On ABC's This Week, Senate Majority Leader Bill Frist said he would support an amendment to the Constitution barring gay marriage in the United States. He wants to muck up the Constitution with his special brand of intolerance because, as the Tennessee Republican said, marriage between a man and a woman "is a sacrament" reflecting our traditional "Western values."
Putting aside the inappropriateness of Frist's desire to park his religious sacraments in our civic documents, he is right when he says that rules keeping gay Americans from having their families formally recognized and protected by law reflect traditional values. They follow many other beloved national traditions that have been translated into law, such as segregation, antimiscegenation, limits on contraceptive use and on women from entering certain professions. We in the West have spent quite a bit of lawmaking energy telling others how to live their personal lives, though I think it is about time we dropped that particular "value" from our repertoire, don't you?
Justice Antonin Scalia's spluttering dissent in Lawrence vs. Texas, the case that struck down a Texas law prohibiting homosexual sodomy, repeats Frist's theme on the fall of Western civilization. It is full of dire predictions about the Gomorrah that this nation will become if legislatures are no longer able to pass morals laws. Scalia even expresses fear for the future sustainability of laws banning masturbation and fornication _ leading one to wonder whether he lives in this century.
Despite Scalia's fulminations, the near-term consequence of Lawrence is not going to be the court-ordered establishment of same-sex marriage. The majority ruling by the Reagan-appointed Justice Anthony Kennedy made clear that the case "does not involve whether the government must give formal recognition to any relationship that homosexual persons seek to enter." What is far more likely is that gays and lesbians will begin to get a fairer shake in questions of adoption, foster care, and custody and visitation rights to their children.
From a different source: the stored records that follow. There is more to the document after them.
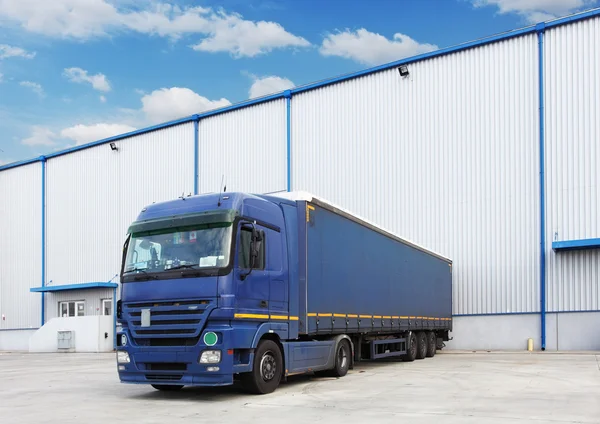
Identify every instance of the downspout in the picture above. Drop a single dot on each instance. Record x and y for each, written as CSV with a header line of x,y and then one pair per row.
x,y
196,151
115,318
288,106
540,28
43,161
If moral disapproval of gay relationships can no longer be the basis for adverse government action, then the kinds of rantings found in an opinion by Alabama Supreme Court Chief Justice Roy Moore, denying a custody request by a lesbian mother, would no longer pass as valid jurisprudence. Last year, Moore _ who was just slapped down by a federal appellate court for refusing to remove a mega-ton monument of the Ten Commandments he had installed in the Alabama Supreme Court building _ said in a concurring opinion that "common law designates homosexuality as an inherent evil, and if a person openly engages in such a practice, that fact alone would render him or her an unfit parent."
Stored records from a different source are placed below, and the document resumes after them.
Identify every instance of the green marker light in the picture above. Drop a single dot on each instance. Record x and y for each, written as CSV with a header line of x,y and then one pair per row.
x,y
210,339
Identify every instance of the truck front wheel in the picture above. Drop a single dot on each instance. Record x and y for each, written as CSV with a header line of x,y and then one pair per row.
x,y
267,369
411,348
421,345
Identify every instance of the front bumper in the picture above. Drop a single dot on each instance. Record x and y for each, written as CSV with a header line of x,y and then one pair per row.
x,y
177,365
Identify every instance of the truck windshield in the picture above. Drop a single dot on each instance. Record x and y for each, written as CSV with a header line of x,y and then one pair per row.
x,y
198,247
In varying degrees that attitude has been reflected in rulings around the country. A 1996 case out of Florida stripped a lesbian mother of residential custody of her daughter, giving it instead to the father _ a man who had served 8 1/2 years in prison for murdering his first wife.
Florida is also in court defending its Anita Bryant-provoked prohibition on gays adopting children. The state is standing by the 1977 law even as it employs gays as foster parents and notes there are 3,400 children in foster care for whom it can't find adoptive parents.
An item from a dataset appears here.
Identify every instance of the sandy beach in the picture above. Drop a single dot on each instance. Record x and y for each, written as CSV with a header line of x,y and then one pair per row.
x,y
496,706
The state is arguing before the 11th U.S. Circuit Court of Appeals that the ban should remain because there is "a legitimate governmental interest in expressing community disapproval of homosexuality in the context of child rearing," according to the state's brief.
But that won't cut it anymore. Lawrence said this type of bigotry may no longer find common cause with the law.
In particular, the ruling recognized the ancillary harms caused by the continued presence of sodomy laws, even when the laws themselves were rarely enforced. "When homosexual conduct is made criminal by the law of the state, that declaration in and of itself is an invitation to subject homosexual persons to discrimination both in the public and in the private spheres," Kennedy wrote.
His ruling tells moralists-in-robes to leave their intolerances at home.
Frist, Scalia and other purveyors of the nanny state may believe the Lawrence case represents the abandonment of traditional values, but in fact it has breathed new life into far more vital American principles _ those of freedom, autonomy and limited government. These are the core Western values to which our Constitution subscribes. No tinkering necessary.